Posted at 1:32 PM, Dec 15, 2016
and last updated 2016-12-15 15:32:11-05

Some former DeVry students will get a payday courtesy of the college.  

DeVry University and its parent company settled a Federal Trade Commission lawsuit for $100 million, according to a news release from the FTC. The FTC alleged DeVry illegally misled people in its ads by claiming that 90 percent of graduates actively seeking employment landed jobs in their field within six months of graduation. In the filing, the agency claimed the numbers are skewed because many of those jobs are outside of the students' fields.

According to the FTC:

DeVry will pay $49.4 million in cash to be distributed to qualifying students who were harmed by the deceptive ads, as well as $50.6 million in debt relief.
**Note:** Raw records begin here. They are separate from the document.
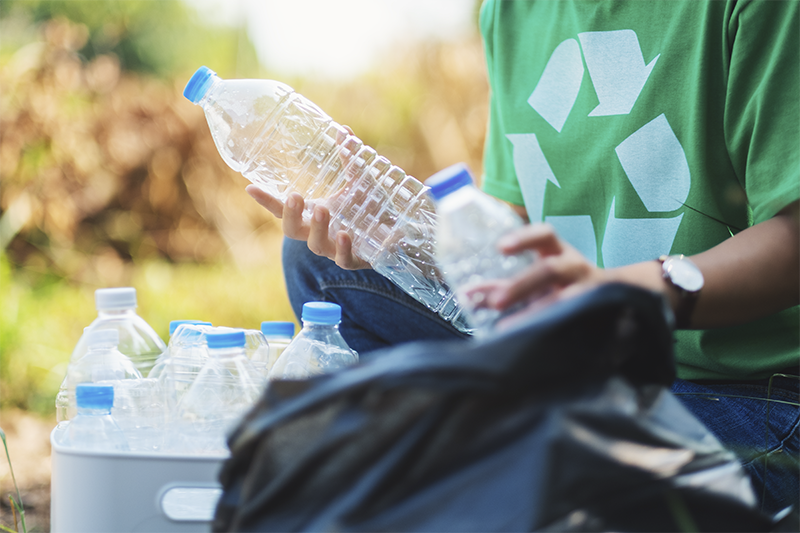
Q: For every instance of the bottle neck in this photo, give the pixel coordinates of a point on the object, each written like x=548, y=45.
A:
x=317, y=326
x=226, y=353
x=207, y=97
x=93, y=411
x=116, y=313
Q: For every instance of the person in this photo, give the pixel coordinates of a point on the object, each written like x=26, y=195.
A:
x=626, y=132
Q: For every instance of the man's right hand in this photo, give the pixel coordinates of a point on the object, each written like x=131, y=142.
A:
x=314, y=232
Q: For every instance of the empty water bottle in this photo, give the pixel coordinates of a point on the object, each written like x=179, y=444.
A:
x=158, y=368
x=281, y=141
x=227, y=385
x=279, y=335
x=116, y=310
x=319, y=348
x=187, y=354
x=470, y=224
x=102, y=362
x=94, y=428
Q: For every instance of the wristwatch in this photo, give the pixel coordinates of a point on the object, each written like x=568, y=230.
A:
x=684, y=275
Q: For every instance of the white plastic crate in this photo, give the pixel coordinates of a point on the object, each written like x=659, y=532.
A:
x=96, y=492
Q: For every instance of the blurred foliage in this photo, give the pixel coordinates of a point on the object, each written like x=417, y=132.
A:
x=110, y=178
x=150, y=36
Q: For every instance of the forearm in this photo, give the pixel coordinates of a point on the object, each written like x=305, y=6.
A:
x=749, y=276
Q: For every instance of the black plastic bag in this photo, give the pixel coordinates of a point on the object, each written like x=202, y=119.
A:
x=563, y=424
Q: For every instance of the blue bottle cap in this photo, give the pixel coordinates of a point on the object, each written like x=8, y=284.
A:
x=448, y=180
x=94, y=395
x=228, y=339
x=173, y=325
x=322, y=313
x=199, y=84
x=282, y=329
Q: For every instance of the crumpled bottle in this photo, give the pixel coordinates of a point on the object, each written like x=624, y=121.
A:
x=281, y=141
x=279, y=335
x=116, y=310
x=319, y=348
x=226, y=386
x=94, y=428
x=158, y=368
x=470, y=224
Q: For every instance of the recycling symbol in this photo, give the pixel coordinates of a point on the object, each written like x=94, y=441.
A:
x=652, y=158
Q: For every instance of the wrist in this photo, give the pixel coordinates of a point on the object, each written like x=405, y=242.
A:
x=647, y=275
x=685, y=281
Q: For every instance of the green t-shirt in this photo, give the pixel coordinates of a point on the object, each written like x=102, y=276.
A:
x=645, y=128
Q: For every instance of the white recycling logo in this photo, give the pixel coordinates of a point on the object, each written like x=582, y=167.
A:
x=652, y=157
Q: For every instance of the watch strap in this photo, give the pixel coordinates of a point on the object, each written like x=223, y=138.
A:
x=686, y=300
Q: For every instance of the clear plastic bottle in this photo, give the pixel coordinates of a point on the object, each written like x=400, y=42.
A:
x=227, y=385
x=102, y=362
x=281, y=141
x=188, y=354
x=158, y=368
x=279, y=335
x=116, y=310
x=94, y=428
x=470, y=224
x=319, y=348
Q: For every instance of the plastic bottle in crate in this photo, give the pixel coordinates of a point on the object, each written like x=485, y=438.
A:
x=319, y=348
x=102, y=362
x=172, y=345
x=281, y=141
x=470, y=224
x=93, y=428
x=226, y=386
x=279, y=335
x=116, y=310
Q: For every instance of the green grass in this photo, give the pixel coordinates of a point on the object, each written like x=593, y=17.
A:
x=41, y=318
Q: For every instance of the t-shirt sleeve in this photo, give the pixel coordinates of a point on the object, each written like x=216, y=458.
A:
x=499, y=178
x=762, y=108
The debt being forgiven includes the full balance owed-$30.35 million-on all private unpaid student loans that DeVry issued to undergraduates between September 2008 and September 2015, and $20.25 million in student debts for items such as tuition, books and lab fees.
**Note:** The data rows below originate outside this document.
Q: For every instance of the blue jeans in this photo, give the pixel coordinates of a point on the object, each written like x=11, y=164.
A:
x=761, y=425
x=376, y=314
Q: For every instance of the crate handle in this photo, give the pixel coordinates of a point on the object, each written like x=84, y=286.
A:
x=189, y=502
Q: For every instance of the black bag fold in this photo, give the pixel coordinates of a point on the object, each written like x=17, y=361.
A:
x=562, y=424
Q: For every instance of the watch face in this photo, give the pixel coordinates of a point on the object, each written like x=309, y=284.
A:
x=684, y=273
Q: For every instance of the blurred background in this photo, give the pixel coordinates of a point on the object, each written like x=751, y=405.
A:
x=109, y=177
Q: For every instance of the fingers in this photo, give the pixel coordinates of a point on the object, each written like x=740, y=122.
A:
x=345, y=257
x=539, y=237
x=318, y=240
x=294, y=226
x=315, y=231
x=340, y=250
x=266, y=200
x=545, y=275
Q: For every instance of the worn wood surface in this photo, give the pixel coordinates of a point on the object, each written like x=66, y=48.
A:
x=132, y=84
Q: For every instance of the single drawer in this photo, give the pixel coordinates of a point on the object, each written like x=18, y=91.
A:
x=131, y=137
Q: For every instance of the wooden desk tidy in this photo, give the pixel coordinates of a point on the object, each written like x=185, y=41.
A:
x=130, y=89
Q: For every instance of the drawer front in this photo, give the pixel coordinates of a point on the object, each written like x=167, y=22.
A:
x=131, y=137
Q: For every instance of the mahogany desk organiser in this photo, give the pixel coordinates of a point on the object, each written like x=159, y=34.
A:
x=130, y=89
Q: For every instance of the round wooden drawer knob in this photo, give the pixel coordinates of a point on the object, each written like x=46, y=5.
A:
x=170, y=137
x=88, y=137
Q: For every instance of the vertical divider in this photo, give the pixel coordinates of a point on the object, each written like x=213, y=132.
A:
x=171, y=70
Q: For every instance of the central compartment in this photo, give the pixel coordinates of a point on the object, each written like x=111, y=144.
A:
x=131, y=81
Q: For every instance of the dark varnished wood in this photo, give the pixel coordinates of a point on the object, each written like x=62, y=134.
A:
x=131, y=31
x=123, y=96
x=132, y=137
The settlement also prevents DeVry from making future false claims regarding the likelihood of graduates getting a job, and the compensation its graduates received or can expect to receive.

statement on DeVry's website reads, part:

DeVry Group chose to settle this action after filing an answer denying all allegations of wrongdoing. Student services and access to federal student loans are not impacted by the settlement, and at no time has the academic quality of a DeVry University education been questioned. 

DeVry is headquartered in Illinois, but has a campus in Phoenix.